Tepid inflation and red hot equities
‘Taper’ worry is not gold’s only woe, however. Low-key inflation prevailing over the past five years has blunted gold’s supposed hedge against rising prices, and Citi economists expect only a token uptick in inflation next year.
With equities roaring ahead, gold shows up in poor light, and it is no surprise that investors have dumped nearly 755t of gold held through ETFs. Physical gold is not the only casualty; “Net money manager long positions are now down by 97% compared levels at the end of 2012, and we expect this downward trend will largely continue through 2014, although short term reversal are expected in January as the US revisits debt ceiling negotiations,” says the analysts’ team at Citi.
The yellow metal is therefore struggling in a low inflation/high opportunity environment.
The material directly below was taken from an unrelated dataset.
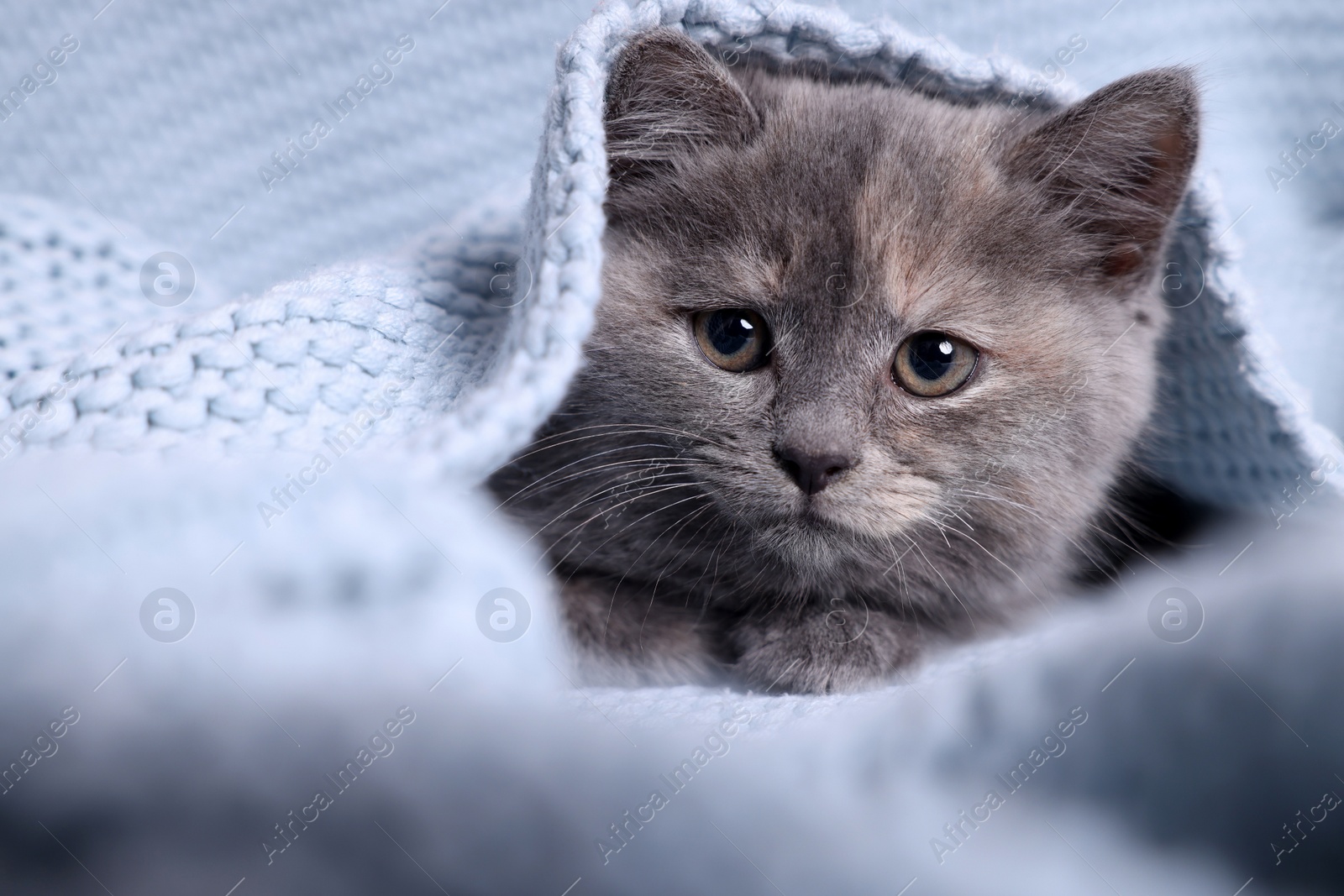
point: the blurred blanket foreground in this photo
(322, 705)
China: Gold’s white knight
Gold would have done much worse this year were it not for bargain-hunting by the Chinese, who stepped in to take advantage of the low prices and stocked up on the metal. The country imported 1,113 t this year, almost 38% of global mine output. Citi expects that China will continue to act like a bulwark to gold prices through next year.
Gold will certainly need that, because India, another major gold importer, has imposed restrictions and duties on the inflow of gold in order to control its fiscal and current account deficits. “We believe that Indian government restrictions will hamper official gold demand through 2014,” says Citi.
Banks go slow on the bling
Even central banks the world over have cut back on gold purchases, not wanting to catch a falling knife given the steep fall in the metal’s price. The Citi analysts worry that tapering, and the resultant strength in the dollar, will provide the banks with further incentive to avoid gold and instead hold dollars/US treasuries through next year.
Compounding the above problems is increased gold supply hitting the market out of new mines coming on stream next year, and existing producers selling their output in order to keep mines running by covering at least the cash cost of production.